The Repository Pattern

There are lots of possible ways that your app’s data can be stored. It could be local, remote, or both. The local copy could be in SQLite, XML files, JSON files, or other forms. The server could be using REST, GraphQL, gRPC, or something else.

And, on the whole, your UI should not care.

Your UI code has enough problems to deal with. Figuring out where the data comes from (to show the user) and where it goes (after getting input from the user) is more than it should have to bear.

That is where the repository pattern comes into play. In a nutshell: you design a single API that abstracts out all of the storage stuff. The repository implementation deals with all of the decision-making for where the data goes, what all has to get updated, what has to be refreshed from some remote source, and so on. The API just offers “give me X” and “here is an update to Y” and so on — the basic operations that the UI needs in order to function.

Therefore, in many respects, the repository pattern is not significantly different from any other abstraction that one might use. However, since data storage and retrieval is usually the reason why the app exists, it is important to give this pattern some thought.

What the Repository Does

A repository has a few key roles inside of your app.

Manages Data Storage

First and foremost, this is where you isolate all of the details of the data storage, including all the esoteric rules that your app may require (e.g., we have to update the catalog after midnight in the server’s time zone).

The repository is responsible for:

• Making any real-time requests of a server that may be necessary, to retrieve data that is not yet available locally
• Managing or directing any in-memory cache of that data
• Saving the data in a local persistent store, whether on a temporary or long-term basis
• Orchestrating any background data transfers that may be necessary (e.g., responding to push requests, periodically synchronizing with a server)

The details of this will vary widely from app to app. Some of those details may be dictated by business requirements. Some of those details may be dictated by the server team. Some of those details might be under your control. As a result, there is no single recipe for implementing a repository — all books like this can do is explain the role, illustrate some implementations, and provide general guidance.

Normalizes Model Objects

Your UI code probably will work best with a nice clean object model representing the data that the app needs to allow the user to see and manipulate.

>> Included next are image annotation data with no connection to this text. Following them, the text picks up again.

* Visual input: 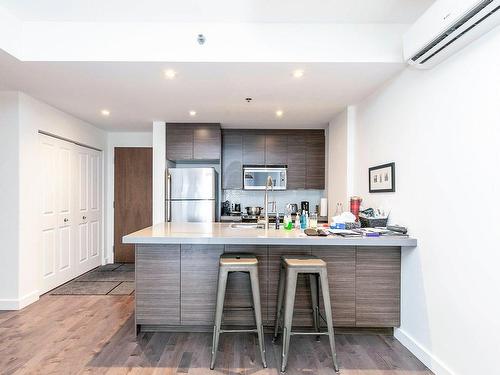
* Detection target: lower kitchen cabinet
[356,247,401,327]
[181,245,224,325]
[312,246,356,327]
[135,245,181,325]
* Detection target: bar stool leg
[320,269,339,372]
[309,273,319,341]
[281,268,297,372]
[210,268,228,370]
[273,265,285,342]
[250,267,267,368]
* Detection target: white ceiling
[0,0,433,23]
[0,51,404,131]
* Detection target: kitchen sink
[230,223,265,229]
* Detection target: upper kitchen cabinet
[167,124,221,161]
[222,131,243,189]
[243,132,266,165]
[286,134,306,189]
[305,130,326,189]
[266,132,288,165]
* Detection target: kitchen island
[123,223,417,332]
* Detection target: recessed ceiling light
[165,69,177,79]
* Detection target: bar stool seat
[273,255,339,373]
[210,253,267,370]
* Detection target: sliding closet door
[74,146,102,274]
[39,134,102,293]
[40,135,76,292]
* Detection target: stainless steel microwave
[243,165,286,190]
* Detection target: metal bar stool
[273,255,339,373]
[210,254,267,370]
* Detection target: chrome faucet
[264,176,274,229]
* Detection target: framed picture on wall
[368,163,396,193]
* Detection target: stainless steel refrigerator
[166,168,217,222]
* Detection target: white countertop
[123,223,417,247]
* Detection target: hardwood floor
[0,295,432,375]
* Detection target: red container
[351,197,363,221]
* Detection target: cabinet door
[306,131,325,189]
[181,245,224,325]
[135,245,181,325]
[193,124,221,160]
[167,124,193,160]
[356,246,401,327]
[312,246,356,327]
[222,132,243,189]
[287,135,306,189]
[223,245,268,327]
[266,133,288,165]
[243,133,266,165]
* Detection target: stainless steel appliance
[243,165,286,190]
[166,168,217,222]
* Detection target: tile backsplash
[222,190,326,213]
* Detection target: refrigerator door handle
[167,173,172,222]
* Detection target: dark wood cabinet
[167,123,221,161]
[286,135,306,189]
[306,130,326,189]
[180,245,224,325]
[222,131,243,189]
[193,124,221,160]
[135,245,181,325]
[243,132,266,165]
[266,133,288,165]
[222,129,326,190]
[356,247,401,327]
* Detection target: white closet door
[40,135,76,292]
[39,134,102,293]
[75,146,102,273]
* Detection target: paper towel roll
[319,198,328,216]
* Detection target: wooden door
[39,135,77,293]
[114,147,153,262]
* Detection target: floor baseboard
[0,290,40,310]
[394,328,455,375]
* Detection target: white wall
[327,106,356,219]
[0,91,19,310]
[354,28,500,375]
[0,93,107,309]
[153,121,167,224]
[104,132,153,263]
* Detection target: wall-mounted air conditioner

However, it is quite likely that you will not get a clean object model from the data storage code:

• Plain SQLite uses Cursor and ContentValues, which do not resemble business objects
• Object wrappers around SQLite like Room may impose their own limitations, such as Room’s approach for relations
• Web service APIs cannot model some data structures at all (e.g., M:N relations), requiring some amount of data conversion to craft the desired object model
• Some Web service APIs will have further limitations, because the developers of the Web service had a different vision at the time they created the Web service (e.g., older approaches, targeting other platforms)
• And so on

Your UI code should not have to deal with any of that.

So, another part of the repository is to normalize the data from the data storage into clean model objects that the UI code can consume. So, the repository gets to convert those Retrofit POJOs and those Room POJOs (neither of which may resemble the other) into some consistent POJOs that form the object model that the rest of the app uses.

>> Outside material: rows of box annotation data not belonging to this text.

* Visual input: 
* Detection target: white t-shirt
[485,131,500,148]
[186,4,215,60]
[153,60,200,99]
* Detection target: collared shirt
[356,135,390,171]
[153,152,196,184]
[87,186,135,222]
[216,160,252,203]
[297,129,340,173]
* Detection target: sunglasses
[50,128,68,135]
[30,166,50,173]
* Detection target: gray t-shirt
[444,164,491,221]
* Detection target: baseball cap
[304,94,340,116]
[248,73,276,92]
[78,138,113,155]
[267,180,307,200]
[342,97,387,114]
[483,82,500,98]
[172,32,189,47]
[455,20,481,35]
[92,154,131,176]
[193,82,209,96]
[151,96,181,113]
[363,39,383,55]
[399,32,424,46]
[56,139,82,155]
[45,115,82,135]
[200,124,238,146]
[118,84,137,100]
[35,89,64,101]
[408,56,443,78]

Provides a Clean Reactive API

The UI code needs to be able to make generic requests for normalized data, with the repository handling all of the “dirty details” for making that happen.

At the same time, the UI code needs to have the patience to allow the repository to do its work. The responsiveness of the repository could range from microseconds to seconds, depending on a lot of environmental factors:

• Is the data that the UI wants in a memory cache? A disk cache?
• Do we have to perform a SQL request? How about a network call?
• Do we have to do several of these things, because the UI is seeking a big object graph, and our data storage options deal in smaller slices?

Here, “reactive” could mean RxJava, or possibly LiveData. It could be some form of event bus. It could be a callback system. What it has to be is asynchronous — the API exposed by the repository has to force the UI code to receive the data at some time in the future, not immediately.

Isolates Rest of App from Strategy Changes

You might be tempted to cut corners on the previous point, and have some APIs exposed by the repository that return immediately. So long as those APIs are set up to gracefully fail — such as returning null if the data is not cached in memory — that can be fine. However, in general, that is still not a good idea, for one simple reason: things change. Today, your implementation might support those real-time APIs. Tomorrow, your implementation might not, for any number of reasons:

• You elect to switch to some newer approach that simply lacks an equivalent to the in-memory cache that you are using
• You elect to switch to some newer approach that does not offer its own real-time API, and you need to “pass along” the reactive approach
• You jettison this particular cache because you keep running out of memory
• And so on

If you design a reactive API around a generalized object model, you should be able to change the implementation of the repository without requiring changes in the UI code. The only time that the UI code would change is if the data structure itself changes (e.g., new fields or objects added to the object model).